Conservation And Education: Indian Zoos That Are Working Towards Animal Welfare


Devoted to animals and conservation, zoos around the world have been the cynosure of curious people thronging the enclosures, waiting with bated breaths to see their favorite creatures from up close. India, with 130-odd zoos spread across its varied geography, offers ordinary citizens a chance to learn more about the country’s wildlife and conservation programs. The idea of ​​a zoo has transcended its original purpose of mere exhibitionism and entertainment to become a research and conservation-based effort.

A recent report by the Central Zoo Authority (CZA) of India declared Padmaja Naidu Zoological Park in Darjeeling, 1st amongst all zoos in the country, across all categories.

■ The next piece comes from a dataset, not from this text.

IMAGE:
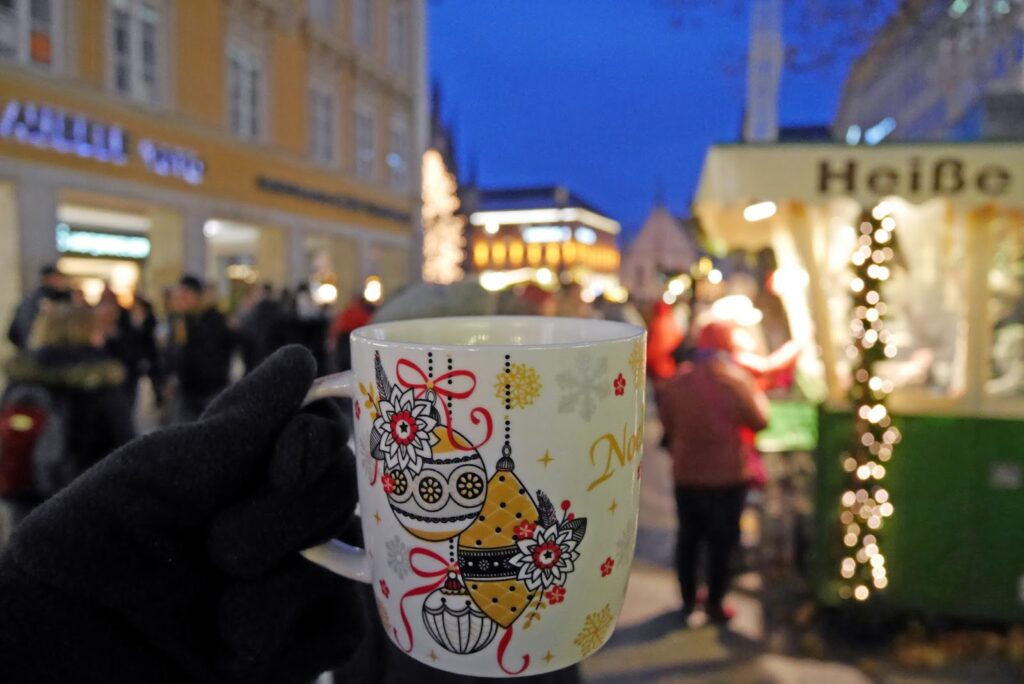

Adjudged on a set of parameters such as content, planning, administration and outcome of the zoo’s activities, here is the list of top zoos in India and their efforts.

The Padmaja Naidu Himalayan Zoological Park (PNHZP), Darjeeling

There is much to cheer for at PNHZP, which has been recognized as the best zoo in the country. Formerly known as Himalayan Zoological Park, it was established on 14th August 1958 in Darjeeling as a joint venture of Govt. of India (Department of Science and Technology) and Govt. of West Bengal (Department of Education). The largest high-altitude zoo in the country, PNHZP is internationally recognized for its conservation breeding programs for Red Panda, Snow Leopards, Tibetan Wolf and other highly endangered animal species of Eastern Himalayas. It is also the first in the country to successfully release the red pandas into the wild. The zoo also runs educational campaigns among the local people as well as visitors on the importance of the conservation of the Himalayan ecosystem.

Arignar Anna Zoological Park, Chennai

Deer at Arignar Anna Zoological Park in Chennai.  Credit: Shutterstock

Spread over an area of ​​602 hectares, Arignar has attained acclaim for its conservation programs that support the breeding of endangered species on the Western and Eastern ghats. What makes AAZP unique is a zoo school, opened in 1998, which promotes eco-awareness and offers recreational and educational services. Ranked first among the large zoos in India, AAZP also allows for the ‘adoption’ of its animals, and the donation goes directly towards providing the highest standardized care for all its animals.

Sri Chamarajendra Zoological Gardens, Mysuru

Elephants at Mysuru Zoo.  Credit: Sanga Park / Shutterstock.com

The erstwhile ruler of Mysuru Sri Chamarajendra Wadiyar Bahadur, after whom the zoo is named, established this place in 1907 to educate the people of his state about its diverse fauna. During his tours to European countries and Africa, the Maharaja used to select and bring animals such as chimpanzees, giraffes, antelopes, primates and bears back to the zoo; even today, this space boasts of a wide variety of species that are being provided with a semblance of their natural habitat. A 113-acre exclusive facility for rescue and rehabilitation of wild animals also supports a conservation breeding center for Indian Gaur, Dholes, Gray Wolf and Lion Tailed Macaque.

Alipore Zoological Garden, Kolkata

Caged painted stork at Alipore Zoo.  Credit: suprabhat / Shutterstock.com

When it was established in 1875, the citizens of Kolkata supported the zoo with financial help as well as donations of animals from their personal collections. The live birth of the rare Sumatran Rhinoceros in 1889 gave the zoo a good international standing. In recent memory, the park is well known for housing Aldabra giant tortoise Adwaita who lived for 250 years. Today, this zoological park is home to species like the royal Bengal tiger, jaguar, Indian elephant, hippopotamus, leopards, and antelopes among others.